Certain treatments include, but are not limited to:
- Changes in footwear. Often, switching to more supportive footwear can have a positive effect.
- Changes in work environment. For our Patient A example above, being able to stand on a softer anti-fatigue mat can make a difference.
- Changes to exercise routines. For Patient B, not focusing so heavily on running throughout the week may be necessary, incorporating cross-training on certain days instead.
- Stretching and physical therapy. Following specific stretching and exercise regimens can help condition strained sites of pain, as well as connecting muscles, tendons and ligaments that might be exerting too much stress.
- MLS laser therapy. When the root of heel pain lies in a soft tissue injury (and most do), laser therapy has the potential to help relieve pain and accelerate the healing process – all by stimulating the body’s own natural processes.
- Extracorporeal Pulse Activation Technology (EPAT). An advanced treatment similar to laser therapy that uses high pressure soundwaves instead of laser energy.
- Custom orthotics. When an abnormal foot structure places excess force on vulnerable areas of the foot and heel, custom orthotics can provide proper redistribution of weight and cushioned support where needed.
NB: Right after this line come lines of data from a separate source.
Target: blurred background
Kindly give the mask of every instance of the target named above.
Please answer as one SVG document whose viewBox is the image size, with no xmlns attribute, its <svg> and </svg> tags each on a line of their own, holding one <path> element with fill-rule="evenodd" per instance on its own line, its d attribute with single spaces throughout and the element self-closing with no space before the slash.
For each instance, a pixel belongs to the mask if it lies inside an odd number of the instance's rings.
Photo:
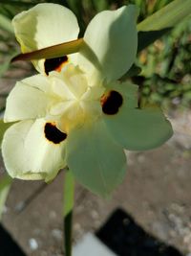
<svg viewBox="0 0 191 256">
<path fill-rule="evenodd" d="M 10 64 L 11 58 L 20 53 L 11 20 L 18 12 L 44 2 L 70 8 L 77 16 L 82 36 L 89 21 L 102 10 L 136 4 L 139 7 L 140 22 L 172 0 L 0 0 L 1 113 L 15 81 L 35 73 L 29 62 Z M 143 101 L 161 105 L 172 122 L 175 135 L 155 151 L 127 152 L 126 179 L 110 200 L 76 186 L 74 242 L 87 231 L 100 228 L 117 207 L 122 207 L 148 234 L 177 247 L 182 255 L 191 255 L 190 42 L 189 16 L 138 53 L 136 65 L 141 72 L 133 74 L 132 80 L 140 86 Z M 1 161 L 0 178 L 4 174 Z M 62 173 L 50 185 L 39 181 L 13 182 L 2 223 L 27 255 L 63 255 L 62 186 Z"/>
</svg>

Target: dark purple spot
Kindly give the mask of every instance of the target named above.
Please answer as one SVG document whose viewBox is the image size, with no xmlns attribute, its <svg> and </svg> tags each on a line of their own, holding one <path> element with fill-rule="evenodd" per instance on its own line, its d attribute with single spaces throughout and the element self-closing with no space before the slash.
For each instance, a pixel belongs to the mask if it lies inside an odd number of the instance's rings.
<svg viewBox="0 0 191 256">
<path fill-rule="evenodd" d="M 53 123 L 47 123 L 45 125 L 45 137 L 54 143 L 59 144 L 60 142 L 64 141 L 67 137 L 67 134 L 60 131 Z"/>
<path fill-rule="evenodd" d="M 47 76 L 49 75 L 49 72 L 57 70 L 60 71 L 61 67 L 64 63 L 68 61 L 68 57 L 58 57 L 58 58 L 53 58 L 45 60 L 45 73 Z"/>
<path fill-rule="evenodd" d="M 122 105 L 122 96 L 117 91 L 110 91 L 101 97 L 101 105 L 103 113 L 115 115 Z"/>
</svg>

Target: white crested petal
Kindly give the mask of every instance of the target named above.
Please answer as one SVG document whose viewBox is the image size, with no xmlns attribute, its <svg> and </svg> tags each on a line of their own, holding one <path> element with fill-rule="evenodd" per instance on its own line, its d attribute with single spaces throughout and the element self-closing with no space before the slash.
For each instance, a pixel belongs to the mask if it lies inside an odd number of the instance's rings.
<svg viewBox="0 0 191 256">
<path fill-rule="evenodd" d="M 2 154 L 11 176 L 53 179 L 66 166 L 65 140 L 54 144 L 45 137 L 45 121 L 22 121 L 5 133 Z"/>
<path fill-rule="evenodd" d="M 122 181 L 126 157 L 102 120 L 73 129 L 67 140 L 67 164 L 76 180 L 107 197 Z"/>
<path fill-rule="evenodd" d="M 161 146 L 173 134 L 170 122 L 159 107 L 128 107 L 125 99 L 116 114 L 104 114 L 108 131 L 125 149 L 151 150 Z"/>
<path fill-rule="evenodd" d="M 137 8 L 129 5 L 101 12 L 90 22 L 78 64 L 91 82 L 117 80 L 131 67 L 138 47 L 137 14 Z"/>
<path fill-rule="evenodd" d="M 53 4 L 38 4 L 17 14 L 12 24 L 23 53 L 74 40 L 79 27 L 75 15 L 67 8 Z M 33 61 L 44 72 L 44 61 Z"/>
<path fill-rule="evenodd" d="M 5 122 L 44 117 L 53 104 L 50 81 L 36 75 L 16 82 L 6 105 Z"/>
</svg>

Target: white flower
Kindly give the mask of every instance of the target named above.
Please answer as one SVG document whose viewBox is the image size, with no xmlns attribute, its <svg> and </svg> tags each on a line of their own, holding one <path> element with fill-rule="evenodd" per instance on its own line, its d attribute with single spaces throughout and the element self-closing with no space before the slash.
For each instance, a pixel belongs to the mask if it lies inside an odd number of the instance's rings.
<svg viewBox="0 0 191 256">
<path fill-rule="evenodd" d="M 2 152 L 12 177 L 53 179 L 68 166 L 75 178 L 108 195 L 126 172 L 127 150 L 148 150 L 172 135 L 162 112 L 138 108 L 137 85 L 119 82 L 136 58 L 137 9 L 94 17 L 79 53 L 33 61 L 40 74 L 18 81 L 8 97 Z M 39 4 L 13 19 L 22 52 L 77 38 L 74 14 Z"/>
</svg>

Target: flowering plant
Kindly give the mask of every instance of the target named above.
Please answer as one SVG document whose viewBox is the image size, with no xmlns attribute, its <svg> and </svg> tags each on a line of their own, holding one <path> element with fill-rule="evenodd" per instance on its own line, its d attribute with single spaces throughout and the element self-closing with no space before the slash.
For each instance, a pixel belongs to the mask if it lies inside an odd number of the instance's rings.
<svg viewBox="0 0 191 256">
<path fill-rule="evenodd" d="M 173 133 L 158 106 L 138 105 L 138 85 L 120 81 L 138 47 L 135 6 L 104 11 L 87 27 L 78 53 L 33 60 L 38 75 L 10 93 L 2 153 L 8 173 L 52 180 L 69 167 L 74 178 L 108 196 L 126 173 L 123 149 L 150 150 Z M 77 39 L 74 14 L 39 4 L 13 19 L 23 53 Z"/>
</svg>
While uncommon, there are some cases of heel pain in which treatments such as those above do not yield the desired results. When conservative treatments are not viable, surgery then becomes a consideration.
If surgery is in the picture, we will fully discuss our recommendations with you, as well as what you can expect before, during, and after a procedure. We will also happily answer any questions you have to ensure you can make the best decisions regarding your treatment moving forward.
Getting the Answers to Your Heel Pain Questions
Regardless of how long you have had heel pain or what you’ve already tried to treat it with, your case is not unsolvable. We can help you get to the source of your condition and not only provide direct treatment, but also recommend preventative care to keep future problems at bay.